Two former congressmen visited USC for the Congress to Campus tour on Jan. 29 in a Pasta & Politics event to focus on engaging college students in politics.
The Congress to Campus program visits college campuses throughout the United States with a mission statement designed to expose young people to public service leadership. Congress to Campus sends two congressmen, one former Republican and one former Democrat, to each campus in an attempt to show that both sides can come together and peacefully discuss politics.
Former Democratic Rep. Jason Altmire of Pennsylvania who served from 2007 to 2013 and former Republican Rep. Dan Miller of Florida who served from 1993 to 2003 were the two congressmen who visited USC this week.
“The idea is to show that we can get along, that we’re not yelling and screaming at each other," Miller said. "You may have difference in views ... but we all get along."
Both congressmen agreed that the reason voter participation is lowest in college-aged people is because college students believe less is at stake for them and believe their voices and opinions are not being represented as they should. Some connection challenges arise when students' political views do not fall underneath the two-party system, but Altmire said Congress to Campus attempts to bring a diverse group of congresspeople to each campus to connect to as many students as possible.
Being a former college professor at Georgia State University and an adjunct professor at University of South Florida, Miller has experience working in universities and discussing issues with students. Because of this, he's seen first hand what issues students care about and how they think — including the frustration students express towards politics and politicians.
“There’s that great frustration that, you know, my voice is not being heard," Miller said.
However, Altmire pointed to the 2018 congressional elections as an example of how candidates used social media — with younger people make up a big portion of its users — as a driving force in their campaigns.
“I think in the future that's going to play a big role in getting young people interested," Altmire said. “They’re exposing young people to a political process that was foreign to them before.”
Miller pointed out the close proximity of the Statehouse to USC which he said is unique in comparison to the other colleges that he has visited. Both congressmen agreed this allows students a chance to get more involved in state politics.

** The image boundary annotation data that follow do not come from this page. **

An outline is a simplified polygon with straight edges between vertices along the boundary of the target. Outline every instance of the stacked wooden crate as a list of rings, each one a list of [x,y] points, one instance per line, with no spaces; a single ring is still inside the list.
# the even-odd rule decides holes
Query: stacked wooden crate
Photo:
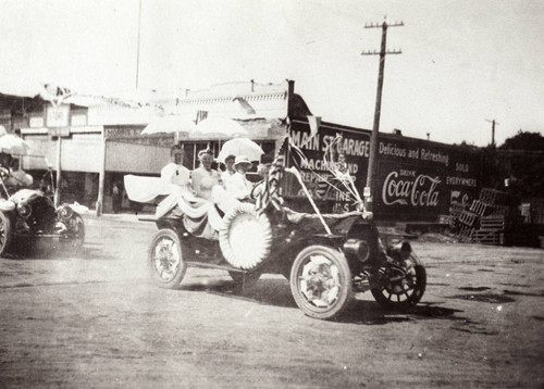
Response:
[[[482,189],[480,199],[474,200],[469,210],[479,222],[470,236],[472,241],[483,244],[500,243],[500,234],[506,228],[508,216],[507,203],[508,193]]]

“There is definitely a different feel on this campus related to most college campuses politically and I hope the students here would take advantage of that, because they're very fortunate to be so close to their state government," Altmire said.
Jacob Vining, president of College Republicans, and Jane Marryat, president of College Democrats, joined the congressmen in the Pasta & Politics event where the congressmen each gave a speech and then held a question and answer session to end the event. Both clubs often come together and have meetings in an attempt to promote civility, which Vining says is one of the strongest points they can promote.
“Me and Jane have very opposite agendas but that doesn’t mean that we can't talk it through and, I mean, we’ll argue about it until the cows come home," Vining said. "But that doesn't mean that me and Jane still won’t hangout on Friday nights with our groups of friends or it’ll be any different.”
Both presidents also agreed that social media is not only the driving force for political engagement for millennials but for everyone. However, they find that getting stuck in echo chambers can hinder conversations between opposing viewpoints on social media and in their joint meetings.
“I think it's really interesting, especially with young people, not to get absorbed in a political echo chamber," Marryat said. "I think that’s a big hindrance to civility."
The Civic Learning Education and Action Team, a student-run civic engagement program, sponsored the three-day event at USC. Kylie Carney, a member of the momentum series advisory board with the team, said having the two former congressmen on campus to chat and have dinner with students gives them a chance to connect with the congressmen and learn how Washington truly works.
“Having them here is a really great way to give people an idea of what it’s like from a much more relatable level," Carney said.
Miller said the main goal of Congress to Campus is to show students that the difference of political opinion is no reason to be hostile towards one another and that the political system can work well if everyone is involved and cooperates together. Both congressmen stressed the importance of students getting involved in politics in any way possible.
“Young people are the future of the country," Altmire said. "The decisions being made today are directly going to impact you and you should definitely be involved in those decisions by voting."